Looking back, Terrace agrees he could have been more mindful of Nim's needs. "I didn't use a broad, commonsensical awareness of what would happen to him as he grew stronger," he says, sitting in his book-lined office at Columbia, which is decorated with a large art piece depicting chimps going wild in an elegant library.
Terrace said his strongest objection to Marsh's film is that it skips his efforts to save Nim from NYU's medical lab. "I called the [New York] Post. I got the media involved. I talked to the people at NYU. I was running the show. In the film, it was as if I was a minor figure on the sidelines."

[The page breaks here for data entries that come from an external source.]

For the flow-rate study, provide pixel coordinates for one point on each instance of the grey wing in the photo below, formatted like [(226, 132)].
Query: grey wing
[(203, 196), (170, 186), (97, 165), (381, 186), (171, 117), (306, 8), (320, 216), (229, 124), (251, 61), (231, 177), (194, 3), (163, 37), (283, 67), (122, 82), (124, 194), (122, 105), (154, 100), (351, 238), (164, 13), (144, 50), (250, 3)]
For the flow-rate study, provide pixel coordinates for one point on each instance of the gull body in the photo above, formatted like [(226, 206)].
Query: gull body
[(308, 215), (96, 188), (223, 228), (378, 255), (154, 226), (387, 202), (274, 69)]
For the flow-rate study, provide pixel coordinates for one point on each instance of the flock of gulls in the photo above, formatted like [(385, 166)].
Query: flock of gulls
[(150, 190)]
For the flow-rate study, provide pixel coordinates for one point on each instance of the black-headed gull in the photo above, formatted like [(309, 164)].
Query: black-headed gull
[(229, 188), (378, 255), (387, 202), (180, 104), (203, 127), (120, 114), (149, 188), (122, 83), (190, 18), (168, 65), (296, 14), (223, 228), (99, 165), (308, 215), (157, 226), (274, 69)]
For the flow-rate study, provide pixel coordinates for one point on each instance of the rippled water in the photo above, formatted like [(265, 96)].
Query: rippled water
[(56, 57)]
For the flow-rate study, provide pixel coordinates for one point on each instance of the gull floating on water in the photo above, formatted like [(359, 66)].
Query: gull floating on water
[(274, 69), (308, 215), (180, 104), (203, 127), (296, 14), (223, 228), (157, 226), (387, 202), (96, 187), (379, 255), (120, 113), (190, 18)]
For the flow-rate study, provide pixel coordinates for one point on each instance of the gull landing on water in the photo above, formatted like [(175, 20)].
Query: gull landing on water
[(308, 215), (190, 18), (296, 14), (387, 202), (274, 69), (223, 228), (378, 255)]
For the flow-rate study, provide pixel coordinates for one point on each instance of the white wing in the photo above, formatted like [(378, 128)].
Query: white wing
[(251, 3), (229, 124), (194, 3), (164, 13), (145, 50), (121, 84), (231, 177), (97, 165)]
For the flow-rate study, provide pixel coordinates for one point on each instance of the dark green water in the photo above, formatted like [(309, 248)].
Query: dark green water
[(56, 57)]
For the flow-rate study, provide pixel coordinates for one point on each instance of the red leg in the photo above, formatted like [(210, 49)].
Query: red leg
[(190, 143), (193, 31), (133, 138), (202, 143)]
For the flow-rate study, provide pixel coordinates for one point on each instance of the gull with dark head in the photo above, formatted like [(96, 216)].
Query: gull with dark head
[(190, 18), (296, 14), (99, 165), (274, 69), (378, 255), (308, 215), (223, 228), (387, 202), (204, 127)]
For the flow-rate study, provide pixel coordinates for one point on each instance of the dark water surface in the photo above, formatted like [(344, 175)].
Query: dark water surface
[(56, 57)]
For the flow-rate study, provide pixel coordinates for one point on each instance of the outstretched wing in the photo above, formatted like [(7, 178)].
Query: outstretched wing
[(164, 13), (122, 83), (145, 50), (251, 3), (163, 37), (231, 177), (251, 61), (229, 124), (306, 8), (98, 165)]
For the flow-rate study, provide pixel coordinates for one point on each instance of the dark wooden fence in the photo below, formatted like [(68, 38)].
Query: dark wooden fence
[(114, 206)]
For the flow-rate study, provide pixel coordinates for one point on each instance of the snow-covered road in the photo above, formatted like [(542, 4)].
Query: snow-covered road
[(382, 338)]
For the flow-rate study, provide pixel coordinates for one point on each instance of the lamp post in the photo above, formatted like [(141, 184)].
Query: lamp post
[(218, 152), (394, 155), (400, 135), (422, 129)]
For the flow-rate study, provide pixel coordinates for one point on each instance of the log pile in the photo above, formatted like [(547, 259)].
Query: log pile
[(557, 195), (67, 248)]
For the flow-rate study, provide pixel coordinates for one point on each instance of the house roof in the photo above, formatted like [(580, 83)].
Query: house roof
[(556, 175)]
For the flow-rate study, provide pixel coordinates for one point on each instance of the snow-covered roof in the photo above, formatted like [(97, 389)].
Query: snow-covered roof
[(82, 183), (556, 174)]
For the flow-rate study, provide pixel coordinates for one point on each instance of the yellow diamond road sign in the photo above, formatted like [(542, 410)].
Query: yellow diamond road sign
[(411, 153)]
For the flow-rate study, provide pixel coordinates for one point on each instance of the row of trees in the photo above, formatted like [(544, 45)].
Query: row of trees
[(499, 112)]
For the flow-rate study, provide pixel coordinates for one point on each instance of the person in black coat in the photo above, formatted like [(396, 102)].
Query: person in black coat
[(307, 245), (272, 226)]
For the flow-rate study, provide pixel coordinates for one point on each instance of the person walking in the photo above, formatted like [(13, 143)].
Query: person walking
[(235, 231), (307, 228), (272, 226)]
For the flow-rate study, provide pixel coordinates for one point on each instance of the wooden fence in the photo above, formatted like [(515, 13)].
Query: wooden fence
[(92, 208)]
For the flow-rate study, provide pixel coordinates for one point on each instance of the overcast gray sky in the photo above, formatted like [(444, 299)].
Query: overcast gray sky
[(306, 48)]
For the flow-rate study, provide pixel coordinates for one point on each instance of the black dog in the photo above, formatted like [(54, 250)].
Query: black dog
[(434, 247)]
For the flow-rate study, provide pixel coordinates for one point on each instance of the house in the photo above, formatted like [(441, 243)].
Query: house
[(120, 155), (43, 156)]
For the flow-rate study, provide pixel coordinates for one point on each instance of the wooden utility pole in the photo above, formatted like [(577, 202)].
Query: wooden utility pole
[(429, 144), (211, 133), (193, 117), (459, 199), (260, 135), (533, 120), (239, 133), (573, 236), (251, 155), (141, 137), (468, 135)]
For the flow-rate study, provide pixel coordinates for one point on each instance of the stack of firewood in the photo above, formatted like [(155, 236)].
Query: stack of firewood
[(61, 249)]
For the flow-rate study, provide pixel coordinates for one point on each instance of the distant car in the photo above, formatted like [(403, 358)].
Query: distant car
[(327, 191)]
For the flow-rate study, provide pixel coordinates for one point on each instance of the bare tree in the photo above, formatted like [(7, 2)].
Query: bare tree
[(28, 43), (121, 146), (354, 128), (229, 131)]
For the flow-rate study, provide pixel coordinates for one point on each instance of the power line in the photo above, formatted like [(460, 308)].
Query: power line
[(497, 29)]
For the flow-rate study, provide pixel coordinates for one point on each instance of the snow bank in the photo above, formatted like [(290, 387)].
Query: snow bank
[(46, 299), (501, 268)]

He's also unhappy that the film reveals that he slept with Petitto, his researcher, making it seem like a mere fling. "I fell in love with her," he said, adding that later he dedicated his book, "Nim," to her and said that her work on the project led to her career as "a distinguished scientist."
Marsh is resolutely unapologetic about that or any of his choices in telling the story. "It is a compression of 26 years of a sentient creature's life into an hour and a half, and that is done essentially by me as the author of the film," he says. "There is no agenda."